Lake City, Florida’s Springlands is blessed with several freshwater lakes that are ideal places for boating, paddling, swimming and fishing. Some of them are perfect for taking a stroll by placid waters, or having a seat on a bench and just relaxing. Others take you out in the wild.
Let’s have a look.
Less than a mile south of downtown, Lake Montgomery (formerly known as Lake Hamburg) is a favorite in-town fishing spot, where you can catch bluegill, bass catfish and more from a boat, kayak, or on the shoreline. The lake features paved parking, a boat ramp, a wooden dock and a boardwalk that runs through the generous amount of surrounding greenspace.
Alligator Lake Park
Three miles south of downtown, Alligator Lake hugs a large park on the north and west sides. The lake has long been a gathering place for locals and visitors. You can take a kayak or canoe ride (there’s a dedicated launch) into the wetlands for a close-up view of wildlife, drop in a fishing line, or simply lounge by the banks and enjoy the sights. The 800-acre park has a picnic area and playground, but its biggest draw is an extensive network of hiking trails — short ones that are great for laid-back strolls to see birds and other wildlife, as well as longer loops for more vigorous walks.

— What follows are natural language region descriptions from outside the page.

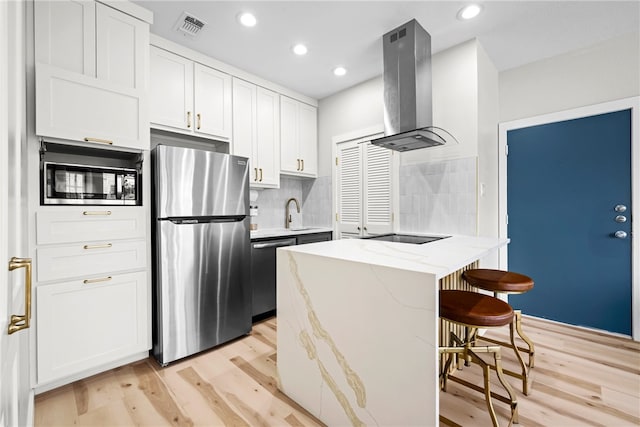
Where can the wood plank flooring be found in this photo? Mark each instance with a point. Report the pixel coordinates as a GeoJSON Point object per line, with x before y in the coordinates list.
{"type": "Point", "coordinates": [581, 378]}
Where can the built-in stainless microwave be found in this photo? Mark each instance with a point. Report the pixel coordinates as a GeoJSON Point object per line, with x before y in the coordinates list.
{"type": "Point", "coordinates": [75, 184]}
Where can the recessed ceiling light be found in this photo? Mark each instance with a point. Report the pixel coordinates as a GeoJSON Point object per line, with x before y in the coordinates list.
{"type": "Point", "coordinates": [469, 11]}
{"type": "Point", "coordinates": [300, 49]}
{"type": "Point", "coordinates": [339, 71]}
{"type": "Point", "coordinates": [247, 19]}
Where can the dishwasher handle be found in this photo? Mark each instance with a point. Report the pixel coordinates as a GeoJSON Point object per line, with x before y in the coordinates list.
{"type": "Point", "coordinates": [278, 244]}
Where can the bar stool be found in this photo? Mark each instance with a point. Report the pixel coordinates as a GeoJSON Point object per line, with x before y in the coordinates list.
{"type": "Point", "coordinates": [474, 311]}
{"type": "Point", "coordinates": [507, 282]}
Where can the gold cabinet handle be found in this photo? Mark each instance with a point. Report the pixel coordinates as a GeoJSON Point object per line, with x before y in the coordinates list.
{"type": "Point", "coordinates": [19, 322]}
{"type": "Point", "coordinates": [96, 213]}
{"type": "Point", "coordinates": [106, 245]}
{"type": "Point", "coordinates": [98, 140]}
{"type": "Point", "coordinates": [101, 279]}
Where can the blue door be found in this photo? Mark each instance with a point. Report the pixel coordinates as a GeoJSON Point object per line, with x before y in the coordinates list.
{"type": "Point", "coordinates": [568, 184]}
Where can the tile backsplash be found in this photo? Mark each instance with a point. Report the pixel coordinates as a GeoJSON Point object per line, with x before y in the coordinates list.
{"type": "Point", "coordinates": [435, 197]}
{"type": "Point", "coordinates": [314, 196]}
{"type": "Point", "coordinates": [439, 197]}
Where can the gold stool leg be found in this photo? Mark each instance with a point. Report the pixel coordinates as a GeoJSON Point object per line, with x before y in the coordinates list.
{"type": "Point", "coordinates": [512, 397]}
{"type": "Point", "coordinates": [524, 376]}
{"type": "Point", "coordinates": [525, 338]}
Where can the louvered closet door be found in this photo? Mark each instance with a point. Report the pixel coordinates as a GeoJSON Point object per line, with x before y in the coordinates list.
{"type": "Point", "coordinates": [377, 214]}
{"type": "Point", "coordinates": [349, 190]}
{"type": "Point", "coordinates": [364, 190]}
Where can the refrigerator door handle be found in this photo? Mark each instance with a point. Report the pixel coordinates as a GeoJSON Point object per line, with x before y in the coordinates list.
{"type": "Point", "coordinates": [205, 220]}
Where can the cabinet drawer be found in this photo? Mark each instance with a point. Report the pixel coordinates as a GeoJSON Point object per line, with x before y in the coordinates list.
{"type": "Point", "coordinates": [84, 325]}
{"type": "Point", "coordinates": [88, 260]}
{"type": "Point", "coordinates": [91, 223]}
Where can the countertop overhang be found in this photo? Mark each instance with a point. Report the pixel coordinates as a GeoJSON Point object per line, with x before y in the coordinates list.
{"type": "Point", "coordinates": [439, 258]}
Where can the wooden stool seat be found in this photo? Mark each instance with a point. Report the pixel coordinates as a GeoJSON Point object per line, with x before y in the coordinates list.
{"type": "Point", "coordinates": [472, 308]}
{"type": "Point", "coordinates": [474, 311]}
{"type": "Point", "coordinates": [507, 282]}
{"type": "Point", "coordinates": [498, 280]}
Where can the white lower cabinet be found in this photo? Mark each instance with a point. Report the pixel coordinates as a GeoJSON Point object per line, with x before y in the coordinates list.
{"type": "Point", "coordinates": [83, 324]}
{"type": "Point", "coordinates": [93, 292]}
{"type": "Point", "coordinates": [85, 259]}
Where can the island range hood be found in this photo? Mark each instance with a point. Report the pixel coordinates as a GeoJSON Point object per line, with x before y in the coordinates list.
{"type": "Point", "coordinates": [407, 90]}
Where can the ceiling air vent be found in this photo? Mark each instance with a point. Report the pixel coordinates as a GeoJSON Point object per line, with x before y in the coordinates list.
{"type": "Point", "coordinates": [189, 25]}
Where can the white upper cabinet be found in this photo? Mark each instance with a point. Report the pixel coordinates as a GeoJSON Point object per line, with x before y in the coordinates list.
{"type": "Point", "coordinates": [299, 138]}
{"type": "Point", "coordinates": [91, 73]}
{"type": "Point", "coordinates": [70, 46]}
{"type": "Point", "coordinates": [256, 132]}
{"type": "Point", "coordinates": [188, 97]}
{"type": "Point", "coordinates": [171, 89]}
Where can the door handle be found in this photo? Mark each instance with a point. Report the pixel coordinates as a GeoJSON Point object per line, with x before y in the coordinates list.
{"type": "Point", "coordinates": [19, 322]}
{"type": "Point", "coordinates": [98, 140]}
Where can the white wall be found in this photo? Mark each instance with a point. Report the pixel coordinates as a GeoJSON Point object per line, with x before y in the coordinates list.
{"type": "Point", "coordinates": [603, 72]}
{"type": "Point", "coordinates": [356, 108]}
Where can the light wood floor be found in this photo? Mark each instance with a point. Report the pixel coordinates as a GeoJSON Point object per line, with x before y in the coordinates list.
{"type": "Point", "coordinates": [580, 379]}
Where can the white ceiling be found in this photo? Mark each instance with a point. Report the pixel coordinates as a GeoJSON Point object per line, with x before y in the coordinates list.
{"type": "Point", "coordinates": [348, 33]}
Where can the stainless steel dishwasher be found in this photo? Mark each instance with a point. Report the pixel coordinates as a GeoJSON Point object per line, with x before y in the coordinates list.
{"type": "Point", "coordinates": [263, 275]}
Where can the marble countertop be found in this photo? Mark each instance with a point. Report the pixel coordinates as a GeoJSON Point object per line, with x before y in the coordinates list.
{"type": "Point", "coordinates": [440, 257]}
{"type": "Point", "coordinates": [282, 232]}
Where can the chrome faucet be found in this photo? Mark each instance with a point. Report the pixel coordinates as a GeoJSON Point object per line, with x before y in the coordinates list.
{"type": "Point", "coordinates": [287, 219]}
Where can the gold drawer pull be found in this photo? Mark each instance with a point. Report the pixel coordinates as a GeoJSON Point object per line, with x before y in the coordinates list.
{"type": "Point", "coordinates": [22, 321]}
{"type": "Point", "coordinates": [101, 279]}
{"type": "Point", "coordinates": [96, 213]}
{"type": "Point", "coordinates": [101, 141]}
{"type": "Point", "coordinates": [107, 245]}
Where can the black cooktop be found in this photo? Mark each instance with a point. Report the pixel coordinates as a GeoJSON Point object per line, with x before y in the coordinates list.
{"type": "Point", "coordinates": [405, 238]}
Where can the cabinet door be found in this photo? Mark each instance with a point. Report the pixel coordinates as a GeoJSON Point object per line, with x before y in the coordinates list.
{"type": "Point", "coordinates": [82, 108]}
{"type": "Point", "coordinates": [65, 35]}
{"type": "Point", "coordinates": [268, 137]}
{"type": "Point", "coordinates": [82, 324]}
{"type": "Point", "coordinates": [244, 117]}
{"type": "Point", "coordinates": [91, 259]}
{"type": "Point", "coordinates": [76, 224]}
{"type": "Point", "coordinates": [289, 158]}
{"type": "Point", "coordinates": [308, 139]}
{"type": "Point", "coordinates": [212, 102]}
{"type": "Point", "coordinates": [122, 48]}
{"type": "Point", "coordinates": [171, 90]}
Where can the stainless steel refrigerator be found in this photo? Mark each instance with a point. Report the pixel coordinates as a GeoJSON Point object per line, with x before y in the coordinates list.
{"type": "Point", "coordinates": [202, 290]}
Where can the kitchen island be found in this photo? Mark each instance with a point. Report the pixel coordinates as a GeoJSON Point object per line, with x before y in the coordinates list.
{"type": "Point", "coordinates": [358, 327]}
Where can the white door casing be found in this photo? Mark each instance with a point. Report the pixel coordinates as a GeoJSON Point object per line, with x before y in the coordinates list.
{"type": "Point", "coordinates": [16, 395]}
{"type": "Point", "coordinates": [632, 103]}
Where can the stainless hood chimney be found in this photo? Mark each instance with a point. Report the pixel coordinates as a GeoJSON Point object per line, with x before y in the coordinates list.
{"type": "Point", "coordinates": [407, 90]}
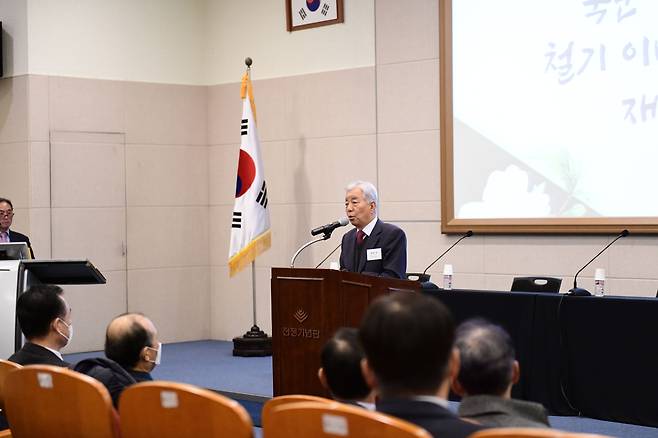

A half-mile north of Lake Isabella, in the heart of downtown Lake City, you’ll find oval-shaped Lake DeSoto, with a large fountain in the middle. The lake is rimmed by a street called Lakedesoto Circle, inside of which are sections of thick green grass, trees and wildflowers, dotted with park benches. Bordering the lake to the east is a forested section that covers several blocks, providing more shade and a place to take a leisurely walk. Our feathered friends like to congregate at Lake DeSoto, so it’s an ideal spot for bird watching.
This pristine, 46-acre lake is just three-and-a-half miles west of downtown on the fringe of the Osceola National Forest. It’s a wide-open body of water full of wildlife and surrounded by a thick forest. The lake is only vehicle-accessible from NE Williams Street, which approaches from the west. Once you arrive, you’ll be greeted by a large parking lot, a dock and a boat ramp. Anglers are most apt to catch largemouth bass, striped bass and bluegill.
The name doesn’t quite make sense, but that’s okay, because Ocean Pond — 12 miles west of downtown Lake City in Osceola National Forest — offers all sorts of outdoor fun. There’s even a small beach — Olustee Beach. It may not be a Florida coastal beach, but it’s still a great spot to chill and wade into the water. Surrounded by forest, cypress scrub and lots of trees with hanging moss, Ocean Pond has a Southern, in-the-wilds type of feel. The lake is a popular camping spot. Several dedicated campsites right on the banks include RV hookups and boat ramps. At Ocean Pond, you’re close to civilization — but you’ll feel way out in the backwoods.